LOS CAMBIOS EN LA NOCIÓN DE ENFERMEDAD

El hombre enfermo despierta multitud de interrogantes en la mente de cuantos nos acercamos a él. Al mismo tiempo nos ilumina desde un ángulo completamente original e insustituible al hombre mismo, como si en ocasión de esa íntima fractura que llamamos enfermedad tuviéramos oportunidad de penetrar un poco más en el conocimiento de la configuración y la sustancia que lo constituyen.

El hombre enfermo es un objeto ponderable, que pesa sobre el suelo y que ocupa un lugar en el espacio. Que refleja la luz que lo ilumina e interrumpe la trayectoria de los cuerpos que lo tocan. Que opone la resistencia de su masa a las fuerzas que sobre él se ejercen. Puede ser fragmentado y examinado con los métodos de la física, la química, la anatomía, la histología o la microbiología. Es un conjunto de átomos, en su mayor parte agua, puede reaccionar total o parcialmente como un álcali débil, se compone de microestructuras propias e inherentes y contiene otras que consideramos ajenas a su esencia. Estas son algunas de sus huellas mejor exploradas desde la vertiente de la medicina.

Así hemos aprendido que determinados cambios o alteraciones en la estructura material de sus partes coinciden o evolucionan paralelamente con aquello que, conceptualmente abstraído de la realidad material, llamamos enfermedad. Anticipemos la circunstancia más importante: todo nuestro interés por tal enfermedad deriva, desde el momento primero, de que en su epicentro se halla el padecer, un género de sufrir que escapa a toda consideración material de ese objeto cuyo conocimiento procuramos.
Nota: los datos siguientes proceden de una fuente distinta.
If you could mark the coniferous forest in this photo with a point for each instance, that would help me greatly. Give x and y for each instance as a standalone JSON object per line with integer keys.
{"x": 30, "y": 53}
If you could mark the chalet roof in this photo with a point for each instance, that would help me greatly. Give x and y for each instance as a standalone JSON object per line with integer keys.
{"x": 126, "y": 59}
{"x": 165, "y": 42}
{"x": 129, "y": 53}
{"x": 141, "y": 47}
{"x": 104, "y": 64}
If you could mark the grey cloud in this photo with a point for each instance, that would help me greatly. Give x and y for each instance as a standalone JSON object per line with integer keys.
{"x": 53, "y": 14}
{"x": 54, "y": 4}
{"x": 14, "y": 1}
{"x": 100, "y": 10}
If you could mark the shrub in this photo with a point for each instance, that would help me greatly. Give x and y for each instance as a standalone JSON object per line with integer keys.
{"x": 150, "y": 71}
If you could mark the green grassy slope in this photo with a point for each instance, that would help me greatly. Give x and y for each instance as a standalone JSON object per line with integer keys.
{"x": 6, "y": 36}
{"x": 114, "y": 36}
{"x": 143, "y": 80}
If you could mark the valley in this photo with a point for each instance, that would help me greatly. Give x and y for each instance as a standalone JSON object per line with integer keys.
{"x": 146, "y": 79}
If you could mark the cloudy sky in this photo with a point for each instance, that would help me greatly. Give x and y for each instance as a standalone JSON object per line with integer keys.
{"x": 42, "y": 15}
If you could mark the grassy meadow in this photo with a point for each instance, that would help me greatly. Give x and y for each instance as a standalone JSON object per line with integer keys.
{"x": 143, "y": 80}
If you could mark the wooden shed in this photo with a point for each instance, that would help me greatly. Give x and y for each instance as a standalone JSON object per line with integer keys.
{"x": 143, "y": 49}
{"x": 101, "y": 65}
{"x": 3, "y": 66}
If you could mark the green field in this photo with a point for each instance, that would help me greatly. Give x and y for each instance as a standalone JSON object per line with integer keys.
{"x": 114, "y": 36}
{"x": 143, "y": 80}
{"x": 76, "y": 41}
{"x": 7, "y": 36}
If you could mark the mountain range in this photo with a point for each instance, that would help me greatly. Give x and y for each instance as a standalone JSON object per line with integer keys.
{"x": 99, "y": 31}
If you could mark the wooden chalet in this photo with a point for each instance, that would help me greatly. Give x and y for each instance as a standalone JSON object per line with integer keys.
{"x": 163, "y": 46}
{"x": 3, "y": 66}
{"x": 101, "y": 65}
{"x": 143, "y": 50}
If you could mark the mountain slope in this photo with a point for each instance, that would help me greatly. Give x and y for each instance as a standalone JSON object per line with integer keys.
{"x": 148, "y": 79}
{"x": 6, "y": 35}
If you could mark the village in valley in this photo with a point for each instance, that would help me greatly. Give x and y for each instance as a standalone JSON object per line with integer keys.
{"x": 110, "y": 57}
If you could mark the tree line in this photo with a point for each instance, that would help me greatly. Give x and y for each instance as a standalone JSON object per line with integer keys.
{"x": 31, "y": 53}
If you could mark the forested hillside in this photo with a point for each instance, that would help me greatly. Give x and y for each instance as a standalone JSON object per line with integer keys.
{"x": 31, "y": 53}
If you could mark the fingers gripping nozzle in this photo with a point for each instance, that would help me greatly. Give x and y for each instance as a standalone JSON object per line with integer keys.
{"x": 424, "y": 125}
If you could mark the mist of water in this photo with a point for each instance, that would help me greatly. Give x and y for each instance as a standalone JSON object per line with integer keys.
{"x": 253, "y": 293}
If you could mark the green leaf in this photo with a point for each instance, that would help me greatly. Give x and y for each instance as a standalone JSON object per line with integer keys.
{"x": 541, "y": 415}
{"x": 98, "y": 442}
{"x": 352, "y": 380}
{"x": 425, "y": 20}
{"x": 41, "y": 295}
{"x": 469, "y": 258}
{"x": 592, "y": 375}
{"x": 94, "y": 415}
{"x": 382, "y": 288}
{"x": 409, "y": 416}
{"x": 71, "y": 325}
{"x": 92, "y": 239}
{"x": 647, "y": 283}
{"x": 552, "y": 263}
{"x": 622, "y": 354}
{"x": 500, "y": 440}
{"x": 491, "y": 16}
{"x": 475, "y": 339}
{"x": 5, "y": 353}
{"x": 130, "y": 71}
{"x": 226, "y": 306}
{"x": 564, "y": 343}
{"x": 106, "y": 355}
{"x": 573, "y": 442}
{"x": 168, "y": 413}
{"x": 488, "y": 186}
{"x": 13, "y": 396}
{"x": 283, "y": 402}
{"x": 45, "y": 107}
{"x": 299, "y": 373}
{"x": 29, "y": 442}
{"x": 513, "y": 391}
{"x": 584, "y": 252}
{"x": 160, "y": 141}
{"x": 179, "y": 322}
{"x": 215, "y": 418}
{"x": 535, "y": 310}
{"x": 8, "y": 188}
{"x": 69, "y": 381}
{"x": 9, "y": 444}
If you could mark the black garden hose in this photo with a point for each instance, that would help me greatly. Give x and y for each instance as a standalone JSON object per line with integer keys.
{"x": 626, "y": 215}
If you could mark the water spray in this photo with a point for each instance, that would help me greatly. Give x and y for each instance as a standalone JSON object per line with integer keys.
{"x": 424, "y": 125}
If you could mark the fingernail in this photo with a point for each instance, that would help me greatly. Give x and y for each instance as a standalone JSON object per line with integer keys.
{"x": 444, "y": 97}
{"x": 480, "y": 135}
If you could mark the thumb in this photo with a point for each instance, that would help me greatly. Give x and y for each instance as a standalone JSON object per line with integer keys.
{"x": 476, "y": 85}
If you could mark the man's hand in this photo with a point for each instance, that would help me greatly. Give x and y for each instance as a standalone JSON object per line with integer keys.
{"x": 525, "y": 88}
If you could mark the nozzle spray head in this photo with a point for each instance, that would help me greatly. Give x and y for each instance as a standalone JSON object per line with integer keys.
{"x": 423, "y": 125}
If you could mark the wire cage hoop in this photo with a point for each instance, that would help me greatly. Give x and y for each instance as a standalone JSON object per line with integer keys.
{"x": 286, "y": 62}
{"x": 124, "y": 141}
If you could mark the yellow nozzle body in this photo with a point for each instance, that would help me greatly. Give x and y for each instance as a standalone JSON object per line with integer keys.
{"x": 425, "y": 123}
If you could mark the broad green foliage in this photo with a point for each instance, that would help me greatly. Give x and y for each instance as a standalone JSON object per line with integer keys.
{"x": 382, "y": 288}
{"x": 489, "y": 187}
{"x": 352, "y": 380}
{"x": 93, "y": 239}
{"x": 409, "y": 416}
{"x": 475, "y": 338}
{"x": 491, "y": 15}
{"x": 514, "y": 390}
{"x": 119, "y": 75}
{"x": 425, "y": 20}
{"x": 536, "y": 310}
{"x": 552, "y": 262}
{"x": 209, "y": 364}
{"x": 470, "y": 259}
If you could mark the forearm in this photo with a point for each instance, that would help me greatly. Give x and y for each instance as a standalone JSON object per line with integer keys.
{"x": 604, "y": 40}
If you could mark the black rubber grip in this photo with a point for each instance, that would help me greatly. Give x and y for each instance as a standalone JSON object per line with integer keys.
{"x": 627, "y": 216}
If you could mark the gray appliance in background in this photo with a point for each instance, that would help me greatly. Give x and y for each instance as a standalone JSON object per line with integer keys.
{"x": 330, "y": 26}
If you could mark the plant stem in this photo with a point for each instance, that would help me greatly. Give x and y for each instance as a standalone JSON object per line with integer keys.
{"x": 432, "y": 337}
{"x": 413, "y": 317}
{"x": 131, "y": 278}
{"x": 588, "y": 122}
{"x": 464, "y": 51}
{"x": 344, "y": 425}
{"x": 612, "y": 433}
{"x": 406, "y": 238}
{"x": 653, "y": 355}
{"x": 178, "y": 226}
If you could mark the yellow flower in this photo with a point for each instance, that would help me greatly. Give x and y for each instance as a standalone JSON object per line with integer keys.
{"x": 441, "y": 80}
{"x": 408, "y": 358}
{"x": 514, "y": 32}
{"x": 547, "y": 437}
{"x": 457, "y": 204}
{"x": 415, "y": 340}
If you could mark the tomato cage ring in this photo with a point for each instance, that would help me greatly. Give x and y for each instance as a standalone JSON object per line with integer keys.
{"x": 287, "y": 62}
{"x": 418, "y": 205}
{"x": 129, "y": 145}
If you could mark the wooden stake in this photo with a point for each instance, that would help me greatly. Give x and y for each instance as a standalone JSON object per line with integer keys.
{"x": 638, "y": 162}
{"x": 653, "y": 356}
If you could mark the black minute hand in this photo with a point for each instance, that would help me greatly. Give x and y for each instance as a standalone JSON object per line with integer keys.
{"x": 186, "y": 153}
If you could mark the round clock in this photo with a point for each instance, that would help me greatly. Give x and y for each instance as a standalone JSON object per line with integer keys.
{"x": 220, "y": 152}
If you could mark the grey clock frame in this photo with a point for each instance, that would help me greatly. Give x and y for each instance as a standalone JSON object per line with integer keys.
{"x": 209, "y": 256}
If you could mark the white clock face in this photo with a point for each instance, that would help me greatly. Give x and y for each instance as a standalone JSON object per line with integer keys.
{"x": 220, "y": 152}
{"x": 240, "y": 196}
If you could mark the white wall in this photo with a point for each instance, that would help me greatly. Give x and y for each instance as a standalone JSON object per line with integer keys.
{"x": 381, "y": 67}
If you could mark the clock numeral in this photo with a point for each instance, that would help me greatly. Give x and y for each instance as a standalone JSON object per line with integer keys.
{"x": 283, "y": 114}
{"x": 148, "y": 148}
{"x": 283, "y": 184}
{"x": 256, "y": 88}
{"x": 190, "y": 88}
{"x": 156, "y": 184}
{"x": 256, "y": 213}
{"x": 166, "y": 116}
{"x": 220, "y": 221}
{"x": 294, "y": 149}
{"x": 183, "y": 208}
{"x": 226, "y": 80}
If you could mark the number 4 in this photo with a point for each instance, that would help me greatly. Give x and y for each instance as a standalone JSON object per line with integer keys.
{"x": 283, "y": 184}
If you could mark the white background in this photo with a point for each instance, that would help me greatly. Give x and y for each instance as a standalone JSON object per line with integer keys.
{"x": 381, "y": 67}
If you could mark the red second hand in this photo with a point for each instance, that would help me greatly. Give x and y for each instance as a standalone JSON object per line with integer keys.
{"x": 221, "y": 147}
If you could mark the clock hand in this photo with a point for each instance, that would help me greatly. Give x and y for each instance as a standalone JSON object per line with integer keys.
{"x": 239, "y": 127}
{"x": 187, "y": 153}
Es además un objeto que "funciona", y lo hace de una peculiar manera que denominamos "estar vivo". También hemos aprendido acerca de los cambios que ocurren durante la enfermedad o la terapia con fármacos, en determinadas "funciones", artificial y conceptualmente separadas de un todo inabarcable o incomprensible en su esencia. Estos cambios constituyen aquellos vestigios del hombre enfermo que buscamos con los métodos de la fisiopatología y la farmacología. En el mismo lugar en donde "el terreno" aparentaba no diferenciarse del resto de su masa, su estructura o su función, nuevos métodos descubren nuevas huellas del objeto esquivo.

La investigación realizada a lo largo de los años ha descubierto de este modo, con singular maestría, los rastros que el hombre enfermo graba en algunas de sus partes o "funciones" durante ese proceso que denominamos enfermedad, pero la particular coherencia que se configura o estructura como un "todo" se pierde o se deshace de manera inevitable durante el ejercicio mismo del método con el cual interrogamos a la naturaleza del objeto fragmentándolo en aspectos separados.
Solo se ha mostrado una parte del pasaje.